Provavelmente foi um mural que eu fiz na Holanda, em 2016. Todos os trabalhos que eu faço são uma imersão. Quando eu estive na Índia, visitei os museus relacionados ao Mahatma Gandhi. A mesma coisa foi com o Martin Luther King Jr , nos EUA, o Nelson Mandela (1918-2013), enfim. Mas acho que o mural da Holanda me tocou porque lá fizeram a proposta de eu pintar o filósofo Baruch Spinoza (1632-1677). Eu não tinha conhecimento sobre ele e não podia simplesmente pintá-lo porque eu não faço nada do qual não esteja envolvido. Daí quando estudei a história de Spinoza, eu percebi que os princípios que ele acreditava eram muito diferentes dos meus, como os princípios judaicos, por exemplo.

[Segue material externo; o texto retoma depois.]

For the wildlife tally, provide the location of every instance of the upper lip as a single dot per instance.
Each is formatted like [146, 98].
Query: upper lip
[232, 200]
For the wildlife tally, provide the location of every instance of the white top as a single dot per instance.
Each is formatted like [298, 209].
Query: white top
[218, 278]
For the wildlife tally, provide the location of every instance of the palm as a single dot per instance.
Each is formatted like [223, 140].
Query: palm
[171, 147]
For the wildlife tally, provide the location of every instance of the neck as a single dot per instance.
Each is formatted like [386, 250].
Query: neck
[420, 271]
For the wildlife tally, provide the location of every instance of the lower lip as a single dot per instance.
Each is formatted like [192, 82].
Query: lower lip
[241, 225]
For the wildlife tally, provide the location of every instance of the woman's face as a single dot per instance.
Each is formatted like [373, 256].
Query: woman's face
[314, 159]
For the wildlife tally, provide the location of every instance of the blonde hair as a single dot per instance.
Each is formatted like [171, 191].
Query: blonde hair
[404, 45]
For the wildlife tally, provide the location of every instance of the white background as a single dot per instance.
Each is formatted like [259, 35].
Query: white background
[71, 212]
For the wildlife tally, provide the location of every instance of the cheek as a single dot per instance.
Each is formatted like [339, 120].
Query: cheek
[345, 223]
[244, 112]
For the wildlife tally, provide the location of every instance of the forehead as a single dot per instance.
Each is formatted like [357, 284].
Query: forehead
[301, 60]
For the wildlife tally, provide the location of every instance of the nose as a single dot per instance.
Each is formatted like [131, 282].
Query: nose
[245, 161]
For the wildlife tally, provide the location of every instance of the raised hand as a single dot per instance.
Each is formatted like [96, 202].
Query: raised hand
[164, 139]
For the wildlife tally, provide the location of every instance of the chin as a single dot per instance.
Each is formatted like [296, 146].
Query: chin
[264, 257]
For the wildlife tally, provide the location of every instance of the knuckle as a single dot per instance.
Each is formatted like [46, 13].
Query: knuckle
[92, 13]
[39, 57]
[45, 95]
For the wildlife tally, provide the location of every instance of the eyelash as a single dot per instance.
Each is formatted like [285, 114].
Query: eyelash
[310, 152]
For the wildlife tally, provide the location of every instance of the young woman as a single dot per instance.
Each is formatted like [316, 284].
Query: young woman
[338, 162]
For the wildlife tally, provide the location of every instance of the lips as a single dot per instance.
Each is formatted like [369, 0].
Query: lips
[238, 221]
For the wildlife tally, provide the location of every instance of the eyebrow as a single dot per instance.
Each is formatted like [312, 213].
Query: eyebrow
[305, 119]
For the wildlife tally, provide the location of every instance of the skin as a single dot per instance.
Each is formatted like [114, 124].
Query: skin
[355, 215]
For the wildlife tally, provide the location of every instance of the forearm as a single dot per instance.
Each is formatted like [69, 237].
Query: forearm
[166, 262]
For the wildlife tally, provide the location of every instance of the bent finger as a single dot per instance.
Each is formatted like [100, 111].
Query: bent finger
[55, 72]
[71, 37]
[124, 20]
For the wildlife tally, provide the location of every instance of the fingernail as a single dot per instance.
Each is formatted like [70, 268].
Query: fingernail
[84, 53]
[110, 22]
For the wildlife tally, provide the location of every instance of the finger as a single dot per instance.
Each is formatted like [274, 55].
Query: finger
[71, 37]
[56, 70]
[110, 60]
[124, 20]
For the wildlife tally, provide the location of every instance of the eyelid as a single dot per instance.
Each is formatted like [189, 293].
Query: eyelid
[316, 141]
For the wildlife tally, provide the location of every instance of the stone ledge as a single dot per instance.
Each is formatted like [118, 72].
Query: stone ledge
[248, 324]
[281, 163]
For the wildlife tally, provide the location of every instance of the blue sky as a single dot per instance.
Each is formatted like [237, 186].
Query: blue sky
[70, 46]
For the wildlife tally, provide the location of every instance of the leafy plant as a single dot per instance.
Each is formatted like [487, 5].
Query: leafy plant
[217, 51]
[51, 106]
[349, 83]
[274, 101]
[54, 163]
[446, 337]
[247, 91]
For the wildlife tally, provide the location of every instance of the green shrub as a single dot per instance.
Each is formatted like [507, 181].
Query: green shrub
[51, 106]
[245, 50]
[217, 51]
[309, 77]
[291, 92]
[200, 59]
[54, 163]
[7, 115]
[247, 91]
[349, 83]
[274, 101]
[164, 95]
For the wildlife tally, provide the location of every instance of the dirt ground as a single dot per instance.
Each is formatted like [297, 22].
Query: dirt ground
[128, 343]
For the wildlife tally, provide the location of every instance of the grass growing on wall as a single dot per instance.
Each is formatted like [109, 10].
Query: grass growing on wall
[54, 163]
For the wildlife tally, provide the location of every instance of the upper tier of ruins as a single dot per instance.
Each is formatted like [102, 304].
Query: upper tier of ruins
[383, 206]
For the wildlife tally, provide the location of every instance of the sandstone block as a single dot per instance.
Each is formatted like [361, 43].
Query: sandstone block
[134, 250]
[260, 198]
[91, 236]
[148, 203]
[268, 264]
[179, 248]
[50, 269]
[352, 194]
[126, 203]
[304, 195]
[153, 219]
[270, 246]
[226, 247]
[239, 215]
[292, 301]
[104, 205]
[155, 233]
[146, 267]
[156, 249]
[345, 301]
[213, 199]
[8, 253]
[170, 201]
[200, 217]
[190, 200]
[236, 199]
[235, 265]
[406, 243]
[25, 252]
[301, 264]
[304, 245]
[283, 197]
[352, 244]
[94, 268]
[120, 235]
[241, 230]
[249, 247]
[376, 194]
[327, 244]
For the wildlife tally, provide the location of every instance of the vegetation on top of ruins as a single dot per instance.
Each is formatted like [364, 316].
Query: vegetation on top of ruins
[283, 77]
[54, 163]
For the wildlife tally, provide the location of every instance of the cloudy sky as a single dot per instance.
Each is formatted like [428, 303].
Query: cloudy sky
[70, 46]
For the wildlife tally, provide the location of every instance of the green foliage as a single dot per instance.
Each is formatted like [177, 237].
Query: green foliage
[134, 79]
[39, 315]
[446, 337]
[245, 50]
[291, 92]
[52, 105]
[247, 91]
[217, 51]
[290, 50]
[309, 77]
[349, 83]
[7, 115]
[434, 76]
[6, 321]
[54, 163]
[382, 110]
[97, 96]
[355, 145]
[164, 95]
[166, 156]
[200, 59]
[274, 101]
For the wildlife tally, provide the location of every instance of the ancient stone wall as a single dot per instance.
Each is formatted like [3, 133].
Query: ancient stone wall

Eu acabei me recusando a fazer este mural que todos, desde as autoridades e até a própria cidade, queriam que eu fizesse. Eu trouxe a proposta de pintar Anne Frank  Foi uma luta porque todos foram contrários no primeiro momento, até a própria Casa Anne Frank. Após muita conversa e negociação sobre a relevância da história dela, todos autorizaram, o mural foi realizado e transformou-se em um marco na minha história. Eu estive no Museu do Holocausto, em Israel, é uma história que comove a todos nós. Eu chorei muito lá.

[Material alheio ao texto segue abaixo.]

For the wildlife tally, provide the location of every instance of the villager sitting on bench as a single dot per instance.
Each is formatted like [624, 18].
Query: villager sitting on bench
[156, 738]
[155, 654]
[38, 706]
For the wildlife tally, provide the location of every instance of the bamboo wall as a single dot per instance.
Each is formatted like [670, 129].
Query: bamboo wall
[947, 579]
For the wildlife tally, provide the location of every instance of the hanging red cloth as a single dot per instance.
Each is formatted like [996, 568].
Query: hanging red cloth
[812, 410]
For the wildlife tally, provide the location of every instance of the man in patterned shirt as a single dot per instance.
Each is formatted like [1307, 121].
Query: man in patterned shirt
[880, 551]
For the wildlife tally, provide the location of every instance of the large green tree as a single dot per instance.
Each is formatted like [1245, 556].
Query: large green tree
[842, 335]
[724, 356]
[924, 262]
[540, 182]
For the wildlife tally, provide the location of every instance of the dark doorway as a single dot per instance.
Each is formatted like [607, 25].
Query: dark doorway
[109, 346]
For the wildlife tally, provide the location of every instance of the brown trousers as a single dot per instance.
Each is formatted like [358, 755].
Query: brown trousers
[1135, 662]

Entre os 3 mil murais feitos por você, há algum com uma história que tenha te marcado de forma diferente?

Eu vou responder esta pergunta exatamente como uma resposta que meu filho, Pedro, me deu esses dias. Ele queria um brinquedo e eu disse a ele: “Mais você já tem tantos brinquedos, tantas coisas, qual deles você mais gosta?” E ele me respondeu que o brinquedo que ele mais gosta é aquele que ele ainda não tem, porque todos os outros foram e são importantes, mas o que ele ainda vai ganhar é o que ele sonha em ter. Eu achei isso muito parecido com o que eu penso (risos). Todos os murais, para mim, são relevantes, todos trazem uma história e me marcaram de uma forma. Seria muito difícil marcar algum deles como principal. Eu sigo entusiasmado a criar novos painéis em lugares diferentes no mundo, então, acredito que o próximo que eu vou fazer será o principal.

Você retratou fatos históricos, mensagens de esperança e personagens que lutaram em prol da paz. Estamos mais próximos de voltar a ter um Brasil pacificado?

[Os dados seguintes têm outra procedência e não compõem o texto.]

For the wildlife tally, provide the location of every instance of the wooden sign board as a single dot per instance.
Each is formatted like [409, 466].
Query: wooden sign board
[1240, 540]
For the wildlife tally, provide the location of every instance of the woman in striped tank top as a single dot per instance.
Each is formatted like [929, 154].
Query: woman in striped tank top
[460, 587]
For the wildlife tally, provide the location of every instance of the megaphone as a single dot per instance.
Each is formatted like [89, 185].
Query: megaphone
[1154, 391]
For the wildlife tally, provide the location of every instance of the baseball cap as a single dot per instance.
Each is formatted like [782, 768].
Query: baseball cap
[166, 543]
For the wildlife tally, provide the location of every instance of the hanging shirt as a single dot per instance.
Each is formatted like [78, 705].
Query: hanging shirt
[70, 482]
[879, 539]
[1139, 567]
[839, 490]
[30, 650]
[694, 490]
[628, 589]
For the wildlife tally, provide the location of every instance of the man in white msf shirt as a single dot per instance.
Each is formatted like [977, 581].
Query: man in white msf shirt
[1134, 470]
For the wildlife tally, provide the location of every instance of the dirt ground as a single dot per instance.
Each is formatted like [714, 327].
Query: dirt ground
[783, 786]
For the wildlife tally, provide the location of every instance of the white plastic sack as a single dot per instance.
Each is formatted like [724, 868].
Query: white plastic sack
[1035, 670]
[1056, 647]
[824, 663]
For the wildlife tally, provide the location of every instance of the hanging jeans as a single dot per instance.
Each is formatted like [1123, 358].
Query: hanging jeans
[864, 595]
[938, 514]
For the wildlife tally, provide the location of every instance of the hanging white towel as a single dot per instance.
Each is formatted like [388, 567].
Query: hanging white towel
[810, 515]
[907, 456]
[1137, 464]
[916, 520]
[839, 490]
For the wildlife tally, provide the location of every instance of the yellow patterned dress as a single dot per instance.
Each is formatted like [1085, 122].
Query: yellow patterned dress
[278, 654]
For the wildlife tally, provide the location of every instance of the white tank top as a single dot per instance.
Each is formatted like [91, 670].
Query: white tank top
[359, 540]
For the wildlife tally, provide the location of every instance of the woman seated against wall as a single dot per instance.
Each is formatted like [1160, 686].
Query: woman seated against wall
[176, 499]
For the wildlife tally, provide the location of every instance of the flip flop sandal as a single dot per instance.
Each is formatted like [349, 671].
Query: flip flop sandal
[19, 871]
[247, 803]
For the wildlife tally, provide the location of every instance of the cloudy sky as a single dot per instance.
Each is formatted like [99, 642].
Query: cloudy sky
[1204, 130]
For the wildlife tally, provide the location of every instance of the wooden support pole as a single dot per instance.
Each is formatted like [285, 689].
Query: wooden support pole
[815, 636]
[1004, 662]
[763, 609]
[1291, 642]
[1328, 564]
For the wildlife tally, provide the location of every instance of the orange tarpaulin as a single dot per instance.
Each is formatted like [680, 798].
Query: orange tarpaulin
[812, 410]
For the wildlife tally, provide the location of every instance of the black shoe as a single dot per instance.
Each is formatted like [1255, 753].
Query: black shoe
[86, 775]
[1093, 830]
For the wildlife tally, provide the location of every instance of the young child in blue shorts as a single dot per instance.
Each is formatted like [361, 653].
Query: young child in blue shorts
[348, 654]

Eu acho que a paz é algo que deve ser construído internamente. É uma busca pessoal, individual e intransferível. Não é algo que esteja acontecendo por um período ou momento. Eu presenciei e vi isso durante toda a minha vida andando pelos países. A gente nota que existem violências, racismos, preconceitos, intolerâncias e pessoas cada vez mais cruéis em todos os lugares. Isso tá muito ligado a quem buscamos ser. Posso dizer por mim. Quando eu fui buscando essa paz, fui melhorando como ser humano e consegui transferir isso para quem estava próximo, como o sal da terra mesmo. Quando começamos a ser mais gentis, menos intolerantes e mais pacientes, naturalmente evoluímos e isso acaba mudando a nossa família, os amigos que estão próximos, as pessoas que estão nos observando e por que não as nossas cidades, o nosso país e até mesmo o nosso planeta? Eu acho que a paz está muito ligada ao conhecimento, a partir do momento que encontramos essa evolução, naturalmente vamos deixar de ser racistas, violentos e agressivos. Nenhum tipo de guerra ou violência pode ser justificada.

Onde você gostaria de deixar um mural e ainda não conseguiu?

Talvez agora a marca que eu quero deixar é de transformação e uma pintura no coração das famílias, das pessoas, das crianças, dos jovens e das comunidades por meio do Instituto Kobra, que eu criei. Eu consegui toda a documentação, a gente vem trabalhando em prol disso e agora vou ter um espaço físico com todos os voluntários trabalhando por ali. O caminho que estou buscando com o meu trabalho é esse, dar esperança e sonhos. Permitir que as pessoas possam sonhar em ser artistas, em almejar um mundo melhor e em dar uma oportunidade melhor para os seus pais. Acredito que é por aí.